“When I knew we were launching into a new thing and building our own canon, I was very excited to contribute to the legacy of ‘Star Trek,’” visual effects supervisor Jason Zimmerman admits about the brave new world of “Star Trek: Discovery” season 3.
“Then it set in that we’re creating canon, so in a different way it’s just as challenging and daunting because you’re developing something that the fans are going to look to with the same amount of love that they did at the Enterprise or the Borg Cube or any of those things,” he reveals. Watch our exclusive video interview with Zimmerman above.
“Star Trek: Discovery” premiered in September 2017 on what was then called CBS All Access (and is now Paramount+) to praise from critics and fans as a welcome reboot of the revered franchise, with its first season is set roughly ten years before the events of “Star Trek: The Original Series.” The show’s acclaimed third season (it has an impressive 91% “fresh” rating at Rotten Tomatoes) follows the crew of the USS Discovery as they travel over 900 years into the distant future. It stars Sonequa Martin-Green, Doug Jones, Anthony Rapp, Mary Wiseman, Wilson Cruz, David Ajala, Michelle Yeoh and Rachael Ancheril, with Alex Kurtzman and Michelle Paradise serving as showrunners.
With the USS Discovery travelling to the future, beyond existing Star Trek timelines, the show was given a newfound freedom to explore a new time period without being so weighted down with the enormous and often cumbersome responsibility of staying true to existing canon in the expansive “Star Trek” TV and cinematic universe.
This season’s main focus was the big mystery of this distant future: What caused “the burn” – the cataclysmic event that led to the destruction of all spacecraft across the universe. Rather than it be the result of an act of war, or a natural galactic disaster, it was discovered that the ultimate trigger for the cataclysmic event was the devastated cry of a Kelpian child over its mother’s death, a huge gamble by Kurtman and Paradise that paid off given fan reaction to the big revelation.

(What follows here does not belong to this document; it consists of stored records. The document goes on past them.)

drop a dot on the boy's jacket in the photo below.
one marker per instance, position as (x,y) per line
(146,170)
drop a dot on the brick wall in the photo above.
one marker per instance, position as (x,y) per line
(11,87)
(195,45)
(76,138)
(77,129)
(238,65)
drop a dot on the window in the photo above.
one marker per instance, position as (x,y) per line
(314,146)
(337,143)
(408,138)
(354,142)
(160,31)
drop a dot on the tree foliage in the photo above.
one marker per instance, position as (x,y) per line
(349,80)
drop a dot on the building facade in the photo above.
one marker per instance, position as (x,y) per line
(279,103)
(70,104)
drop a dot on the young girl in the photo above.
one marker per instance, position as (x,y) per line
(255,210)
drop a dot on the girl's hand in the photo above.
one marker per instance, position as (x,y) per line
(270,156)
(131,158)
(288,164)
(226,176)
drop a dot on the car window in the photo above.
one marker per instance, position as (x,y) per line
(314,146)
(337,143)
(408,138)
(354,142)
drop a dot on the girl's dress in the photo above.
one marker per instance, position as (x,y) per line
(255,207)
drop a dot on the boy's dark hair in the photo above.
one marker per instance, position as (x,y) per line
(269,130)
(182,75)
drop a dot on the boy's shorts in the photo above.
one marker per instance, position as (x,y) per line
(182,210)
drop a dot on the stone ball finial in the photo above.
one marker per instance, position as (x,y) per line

For Zimmerman, it was important that the visual effects created for “the burn” and its cause primarily focused on the emotion. “As a visual effects guy, sometimes visual effects can be spectacle for the sake of being a spectacle, but they don’t really necessarily drive the story forward,” he explains. “Working with Alex and Michelle and Olatunde [Osunsanmi, one of the show’s directors] and everybody, a lot of the time they they’ll say ‘is the shot emotional enough,'” the Emmy nominee recalls, asking questions that are fundamental to the many shots designed by him and his team. “Are we serving the tone of the story? Are we serving what they’re trying to tell and trying to get across? Does it have the right emotion?”